The SI used to think that. Then he met people who literally just wanted to watch the world burn.
I read a book a little while ago with a fully sophont gynoid character. Her decisions would be overridden by a human controller, but only if they said 'activate robot slave mode' in a loud and clear voice. This was because her creator felt that people shouldn't be able to sugar coat what they were doing to an intelligent being.
This SI realised that if he didn't have to deal with egos, he could get humanity into space using its own technology easily. He could eliminate despotic regimes... Yes, by becoming a despot himself, but the majority of the species would still experience a significant benefit.
"Would it be moral to mind control one person to prevent atomic armageddon? Two? Five? How about a large, non-nuclear war? Is the limit simply saving more lives than you take? Because I've done that, and at least ninety nine percent of them were entirely necessary."
Yes, but the price of patience is paid in the lives of others. It's not quite the same as not being prepared to put the work in.
While it may have been necessary to mind control people in order to stop war and advance the species, I don't think it would be necessary to turn the good guys into sex toys.
People may accept that him controlling and even potentially killing the League could be needed to accomplish his uplift desires and better humanity, but he didn't need to turn them into sex slaves.
He could have altered their personalities to agree more easily with his methods and follow him without using them for his sexual activities.
The Fantasy one altered those elves to not have their worst habits anymore and maybe to be loyal to him, but he didn't turn them into sex slaves or make them be more attracted to him. They wanted to fuck him not because he made them have that desire, but because he had various qualities they found attractive even before their alteration, power, ruthlessness etc.
There is a difference between necessary evil and plain pointless evil. Mind controlling the population, or just a few people to stop bad things from happening can be seen as necessary. Turning the good guys into sex slaves is pointless.
Think he meant Saul, the Indigo Lantern that ended up in The Boys universe.
Now that I've mentioned him I think that a bad version of an Indigo Lantern would do this whole brainwashing thing, minus the sexual crimes, to better the world.

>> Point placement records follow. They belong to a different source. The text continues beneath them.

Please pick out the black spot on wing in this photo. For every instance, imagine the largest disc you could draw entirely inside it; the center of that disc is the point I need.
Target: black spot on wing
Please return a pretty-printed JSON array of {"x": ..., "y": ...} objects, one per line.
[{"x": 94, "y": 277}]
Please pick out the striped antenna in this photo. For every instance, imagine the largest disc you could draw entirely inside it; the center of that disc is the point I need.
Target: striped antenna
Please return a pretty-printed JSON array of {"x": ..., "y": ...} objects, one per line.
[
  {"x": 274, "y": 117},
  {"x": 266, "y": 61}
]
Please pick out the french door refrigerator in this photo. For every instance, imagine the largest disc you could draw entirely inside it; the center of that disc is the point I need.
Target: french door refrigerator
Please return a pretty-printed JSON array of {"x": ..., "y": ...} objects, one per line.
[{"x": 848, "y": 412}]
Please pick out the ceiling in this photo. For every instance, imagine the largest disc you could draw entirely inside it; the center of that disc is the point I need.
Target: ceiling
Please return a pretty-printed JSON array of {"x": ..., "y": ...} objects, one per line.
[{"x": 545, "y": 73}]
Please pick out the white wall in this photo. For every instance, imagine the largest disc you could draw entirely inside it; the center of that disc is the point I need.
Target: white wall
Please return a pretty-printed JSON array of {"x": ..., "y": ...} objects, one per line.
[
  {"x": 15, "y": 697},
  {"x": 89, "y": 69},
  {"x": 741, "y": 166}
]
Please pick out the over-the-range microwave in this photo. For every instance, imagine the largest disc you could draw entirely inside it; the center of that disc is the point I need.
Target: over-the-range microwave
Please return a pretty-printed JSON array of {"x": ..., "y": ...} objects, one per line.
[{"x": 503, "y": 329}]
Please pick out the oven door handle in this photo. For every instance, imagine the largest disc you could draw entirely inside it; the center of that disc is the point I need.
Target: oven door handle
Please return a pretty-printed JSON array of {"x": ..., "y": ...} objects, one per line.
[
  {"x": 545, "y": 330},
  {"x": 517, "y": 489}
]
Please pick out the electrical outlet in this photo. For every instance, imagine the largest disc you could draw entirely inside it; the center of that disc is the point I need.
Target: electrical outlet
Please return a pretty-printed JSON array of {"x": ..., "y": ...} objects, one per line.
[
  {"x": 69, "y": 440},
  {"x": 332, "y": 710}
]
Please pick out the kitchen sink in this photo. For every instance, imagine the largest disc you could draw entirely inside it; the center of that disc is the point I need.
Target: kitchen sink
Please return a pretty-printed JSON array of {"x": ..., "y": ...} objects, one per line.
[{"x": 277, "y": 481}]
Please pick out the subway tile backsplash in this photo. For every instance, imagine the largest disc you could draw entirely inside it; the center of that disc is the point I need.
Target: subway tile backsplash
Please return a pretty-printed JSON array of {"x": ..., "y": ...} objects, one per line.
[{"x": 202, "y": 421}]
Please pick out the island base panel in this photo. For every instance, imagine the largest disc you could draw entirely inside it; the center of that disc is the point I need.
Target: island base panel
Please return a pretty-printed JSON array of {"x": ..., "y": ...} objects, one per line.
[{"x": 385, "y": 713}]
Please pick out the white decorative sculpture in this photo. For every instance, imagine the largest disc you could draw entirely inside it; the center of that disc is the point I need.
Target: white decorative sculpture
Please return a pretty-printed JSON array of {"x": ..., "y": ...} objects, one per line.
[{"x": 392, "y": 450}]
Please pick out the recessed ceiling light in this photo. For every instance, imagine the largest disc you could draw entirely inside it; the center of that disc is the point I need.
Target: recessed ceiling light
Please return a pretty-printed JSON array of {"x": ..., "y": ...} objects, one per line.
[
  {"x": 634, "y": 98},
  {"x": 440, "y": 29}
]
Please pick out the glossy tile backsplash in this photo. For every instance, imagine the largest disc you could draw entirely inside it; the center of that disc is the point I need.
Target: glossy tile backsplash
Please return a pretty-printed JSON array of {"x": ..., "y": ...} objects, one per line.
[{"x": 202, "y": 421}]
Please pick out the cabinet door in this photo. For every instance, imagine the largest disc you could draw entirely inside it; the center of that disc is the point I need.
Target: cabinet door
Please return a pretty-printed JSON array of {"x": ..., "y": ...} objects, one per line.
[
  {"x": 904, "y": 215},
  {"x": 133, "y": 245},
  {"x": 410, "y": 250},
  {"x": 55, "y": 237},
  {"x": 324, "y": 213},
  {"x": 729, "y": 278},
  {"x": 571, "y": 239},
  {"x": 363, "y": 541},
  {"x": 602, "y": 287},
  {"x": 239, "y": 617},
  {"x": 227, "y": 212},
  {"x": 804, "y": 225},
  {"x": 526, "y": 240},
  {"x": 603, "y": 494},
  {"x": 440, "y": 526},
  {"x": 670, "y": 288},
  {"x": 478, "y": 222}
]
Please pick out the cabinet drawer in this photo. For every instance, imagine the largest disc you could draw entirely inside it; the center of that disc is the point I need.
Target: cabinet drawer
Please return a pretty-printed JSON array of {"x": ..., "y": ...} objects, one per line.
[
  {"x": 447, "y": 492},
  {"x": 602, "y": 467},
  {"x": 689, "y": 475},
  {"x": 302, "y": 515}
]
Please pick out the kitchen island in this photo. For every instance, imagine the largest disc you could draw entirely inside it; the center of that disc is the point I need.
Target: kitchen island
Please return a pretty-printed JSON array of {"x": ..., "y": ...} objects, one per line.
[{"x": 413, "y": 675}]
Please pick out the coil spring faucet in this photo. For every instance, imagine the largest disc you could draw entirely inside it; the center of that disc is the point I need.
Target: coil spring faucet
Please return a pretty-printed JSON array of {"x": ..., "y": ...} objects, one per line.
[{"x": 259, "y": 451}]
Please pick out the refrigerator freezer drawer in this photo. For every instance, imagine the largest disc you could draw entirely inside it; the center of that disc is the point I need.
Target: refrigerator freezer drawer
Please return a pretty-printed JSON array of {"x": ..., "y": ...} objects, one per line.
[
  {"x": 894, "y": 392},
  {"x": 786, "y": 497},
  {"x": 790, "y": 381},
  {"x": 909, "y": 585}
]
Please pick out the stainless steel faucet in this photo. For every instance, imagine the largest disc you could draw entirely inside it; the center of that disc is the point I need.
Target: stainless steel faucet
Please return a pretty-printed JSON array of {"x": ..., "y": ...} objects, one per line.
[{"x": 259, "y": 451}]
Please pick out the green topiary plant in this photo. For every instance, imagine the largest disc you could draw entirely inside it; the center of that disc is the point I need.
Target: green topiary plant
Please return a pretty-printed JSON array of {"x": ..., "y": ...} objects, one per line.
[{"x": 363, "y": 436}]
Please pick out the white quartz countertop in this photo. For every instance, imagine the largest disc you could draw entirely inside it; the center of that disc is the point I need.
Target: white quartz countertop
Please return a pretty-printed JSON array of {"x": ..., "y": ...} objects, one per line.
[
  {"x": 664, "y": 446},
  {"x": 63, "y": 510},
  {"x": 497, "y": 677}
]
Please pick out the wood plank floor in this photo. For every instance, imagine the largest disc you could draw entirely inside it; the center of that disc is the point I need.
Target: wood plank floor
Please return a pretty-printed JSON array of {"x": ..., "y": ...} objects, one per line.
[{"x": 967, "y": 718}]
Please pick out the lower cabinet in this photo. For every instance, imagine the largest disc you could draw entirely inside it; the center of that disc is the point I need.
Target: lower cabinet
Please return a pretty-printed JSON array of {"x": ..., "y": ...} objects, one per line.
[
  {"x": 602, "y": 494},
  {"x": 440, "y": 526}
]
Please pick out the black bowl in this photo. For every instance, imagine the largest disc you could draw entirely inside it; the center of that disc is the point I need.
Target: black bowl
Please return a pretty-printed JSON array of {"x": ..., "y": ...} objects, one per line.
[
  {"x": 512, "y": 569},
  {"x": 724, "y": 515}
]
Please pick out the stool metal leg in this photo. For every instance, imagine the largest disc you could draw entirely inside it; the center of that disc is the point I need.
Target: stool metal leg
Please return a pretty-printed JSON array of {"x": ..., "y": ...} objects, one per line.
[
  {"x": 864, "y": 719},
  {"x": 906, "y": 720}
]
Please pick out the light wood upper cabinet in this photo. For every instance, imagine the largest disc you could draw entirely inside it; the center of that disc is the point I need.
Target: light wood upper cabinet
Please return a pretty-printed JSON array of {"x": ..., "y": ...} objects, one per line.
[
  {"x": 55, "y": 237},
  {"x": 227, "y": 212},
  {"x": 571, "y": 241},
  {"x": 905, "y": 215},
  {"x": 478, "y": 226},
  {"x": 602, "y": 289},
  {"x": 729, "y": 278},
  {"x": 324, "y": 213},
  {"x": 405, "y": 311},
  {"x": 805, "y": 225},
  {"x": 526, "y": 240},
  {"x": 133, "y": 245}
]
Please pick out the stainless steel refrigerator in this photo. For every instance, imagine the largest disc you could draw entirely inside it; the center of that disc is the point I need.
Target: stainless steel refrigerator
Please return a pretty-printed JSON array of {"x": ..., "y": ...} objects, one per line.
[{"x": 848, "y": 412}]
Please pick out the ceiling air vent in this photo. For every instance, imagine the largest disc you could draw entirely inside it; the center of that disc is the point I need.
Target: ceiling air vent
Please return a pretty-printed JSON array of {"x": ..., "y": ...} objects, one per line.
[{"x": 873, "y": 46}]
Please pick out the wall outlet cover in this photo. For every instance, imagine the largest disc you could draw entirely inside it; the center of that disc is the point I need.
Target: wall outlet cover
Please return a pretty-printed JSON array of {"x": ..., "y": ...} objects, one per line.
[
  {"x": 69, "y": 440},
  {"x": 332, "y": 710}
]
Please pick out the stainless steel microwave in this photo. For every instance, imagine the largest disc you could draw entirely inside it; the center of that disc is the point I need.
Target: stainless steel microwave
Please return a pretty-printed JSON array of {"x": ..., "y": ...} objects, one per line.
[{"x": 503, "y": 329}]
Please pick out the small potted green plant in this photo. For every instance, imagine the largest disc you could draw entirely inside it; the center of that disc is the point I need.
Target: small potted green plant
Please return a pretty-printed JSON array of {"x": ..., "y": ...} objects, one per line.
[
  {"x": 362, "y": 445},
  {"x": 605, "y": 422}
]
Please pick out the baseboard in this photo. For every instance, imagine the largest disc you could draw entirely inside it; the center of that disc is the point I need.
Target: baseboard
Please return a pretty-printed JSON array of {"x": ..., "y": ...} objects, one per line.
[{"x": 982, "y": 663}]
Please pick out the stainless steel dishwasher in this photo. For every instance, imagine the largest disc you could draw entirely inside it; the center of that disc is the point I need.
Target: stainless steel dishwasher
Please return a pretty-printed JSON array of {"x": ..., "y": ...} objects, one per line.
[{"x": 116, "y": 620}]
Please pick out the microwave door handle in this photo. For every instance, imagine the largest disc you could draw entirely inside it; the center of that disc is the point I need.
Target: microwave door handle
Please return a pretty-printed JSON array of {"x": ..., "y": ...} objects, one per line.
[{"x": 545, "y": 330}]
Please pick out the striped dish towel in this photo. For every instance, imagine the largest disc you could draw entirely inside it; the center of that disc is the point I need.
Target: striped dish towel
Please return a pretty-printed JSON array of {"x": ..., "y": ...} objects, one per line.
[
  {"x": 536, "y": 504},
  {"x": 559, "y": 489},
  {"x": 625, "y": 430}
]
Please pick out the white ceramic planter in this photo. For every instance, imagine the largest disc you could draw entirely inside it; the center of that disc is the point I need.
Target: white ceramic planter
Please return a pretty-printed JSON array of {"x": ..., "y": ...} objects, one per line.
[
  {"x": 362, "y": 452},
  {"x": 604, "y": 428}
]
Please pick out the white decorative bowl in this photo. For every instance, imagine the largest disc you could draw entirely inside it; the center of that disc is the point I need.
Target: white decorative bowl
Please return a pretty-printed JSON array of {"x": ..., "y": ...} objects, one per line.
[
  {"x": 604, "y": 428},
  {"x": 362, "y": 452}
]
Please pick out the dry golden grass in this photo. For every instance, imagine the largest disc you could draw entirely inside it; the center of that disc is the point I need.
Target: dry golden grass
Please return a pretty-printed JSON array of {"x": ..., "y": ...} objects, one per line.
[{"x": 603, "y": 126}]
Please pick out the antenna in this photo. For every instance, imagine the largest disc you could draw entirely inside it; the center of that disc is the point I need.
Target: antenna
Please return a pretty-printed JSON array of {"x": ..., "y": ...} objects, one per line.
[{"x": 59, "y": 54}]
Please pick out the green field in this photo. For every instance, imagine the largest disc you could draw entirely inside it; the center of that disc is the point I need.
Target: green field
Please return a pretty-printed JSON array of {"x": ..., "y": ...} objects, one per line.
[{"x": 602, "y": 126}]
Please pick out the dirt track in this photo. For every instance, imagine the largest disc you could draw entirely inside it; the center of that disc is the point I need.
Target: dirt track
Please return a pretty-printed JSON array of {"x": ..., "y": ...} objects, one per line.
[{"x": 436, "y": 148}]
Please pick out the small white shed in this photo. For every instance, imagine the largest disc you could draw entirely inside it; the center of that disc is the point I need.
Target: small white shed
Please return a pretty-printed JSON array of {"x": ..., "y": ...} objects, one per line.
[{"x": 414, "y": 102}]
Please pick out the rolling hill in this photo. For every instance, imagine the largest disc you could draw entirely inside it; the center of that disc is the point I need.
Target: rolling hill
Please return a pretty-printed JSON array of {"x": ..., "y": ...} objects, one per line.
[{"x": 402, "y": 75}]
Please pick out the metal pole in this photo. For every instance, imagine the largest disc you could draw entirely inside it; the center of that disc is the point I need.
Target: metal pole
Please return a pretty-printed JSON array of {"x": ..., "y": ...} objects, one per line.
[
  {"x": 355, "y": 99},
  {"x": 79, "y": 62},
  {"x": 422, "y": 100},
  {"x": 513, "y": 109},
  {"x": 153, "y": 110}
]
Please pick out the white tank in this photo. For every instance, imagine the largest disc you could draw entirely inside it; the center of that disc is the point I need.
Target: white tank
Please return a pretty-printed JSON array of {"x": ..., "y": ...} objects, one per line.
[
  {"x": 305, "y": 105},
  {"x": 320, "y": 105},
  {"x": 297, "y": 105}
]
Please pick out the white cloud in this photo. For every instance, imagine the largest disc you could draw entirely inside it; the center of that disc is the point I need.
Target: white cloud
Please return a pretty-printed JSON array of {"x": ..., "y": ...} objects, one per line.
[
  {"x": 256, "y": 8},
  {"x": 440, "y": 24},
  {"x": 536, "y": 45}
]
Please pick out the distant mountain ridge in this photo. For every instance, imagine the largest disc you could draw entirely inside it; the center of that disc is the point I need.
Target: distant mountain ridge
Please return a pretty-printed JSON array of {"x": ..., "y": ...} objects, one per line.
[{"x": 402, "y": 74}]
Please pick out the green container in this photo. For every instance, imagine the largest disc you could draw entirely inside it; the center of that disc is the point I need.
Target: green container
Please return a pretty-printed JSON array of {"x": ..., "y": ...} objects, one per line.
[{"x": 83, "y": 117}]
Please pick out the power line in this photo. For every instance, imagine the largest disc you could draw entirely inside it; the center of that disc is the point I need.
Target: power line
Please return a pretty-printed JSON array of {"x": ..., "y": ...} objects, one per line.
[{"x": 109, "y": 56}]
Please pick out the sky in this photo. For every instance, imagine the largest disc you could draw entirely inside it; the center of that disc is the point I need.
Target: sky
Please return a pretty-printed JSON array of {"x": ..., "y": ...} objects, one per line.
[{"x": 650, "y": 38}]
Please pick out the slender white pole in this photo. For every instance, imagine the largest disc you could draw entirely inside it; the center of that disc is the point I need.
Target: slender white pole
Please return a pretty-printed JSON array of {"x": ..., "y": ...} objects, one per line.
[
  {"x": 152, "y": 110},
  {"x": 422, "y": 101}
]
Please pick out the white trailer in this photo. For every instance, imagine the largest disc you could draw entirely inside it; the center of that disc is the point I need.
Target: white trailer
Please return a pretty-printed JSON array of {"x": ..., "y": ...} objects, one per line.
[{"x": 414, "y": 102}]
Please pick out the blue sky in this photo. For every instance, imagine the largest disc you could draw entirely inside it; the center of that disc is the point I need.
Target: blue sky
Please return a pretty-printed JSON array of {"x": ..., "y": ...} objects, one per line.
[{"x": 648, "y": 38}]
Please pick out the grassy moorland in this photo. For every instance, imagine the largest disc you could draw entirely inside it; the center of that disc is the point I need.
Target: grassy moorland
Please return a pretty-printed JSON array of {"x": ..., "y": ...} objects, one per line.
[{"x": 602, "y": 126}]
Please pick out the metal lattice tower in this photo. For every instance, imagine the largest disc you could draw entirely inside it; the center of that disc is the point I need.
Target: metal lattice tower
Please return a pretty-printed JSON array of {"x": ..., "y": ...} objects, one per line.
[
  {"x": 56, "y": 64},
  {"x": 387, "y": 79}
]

I can definitely see a different version of Saul that ended up in The Boys universe get frustrated with how things are and just mind whammie everyone.
I also think we would be less shocked, and even approve, if he did that to the ones in that universe considering how they are.
There is this fic called Compassion's Light where the author was planning for the SI to eventually get fed up with the status quo and mind control people to be better.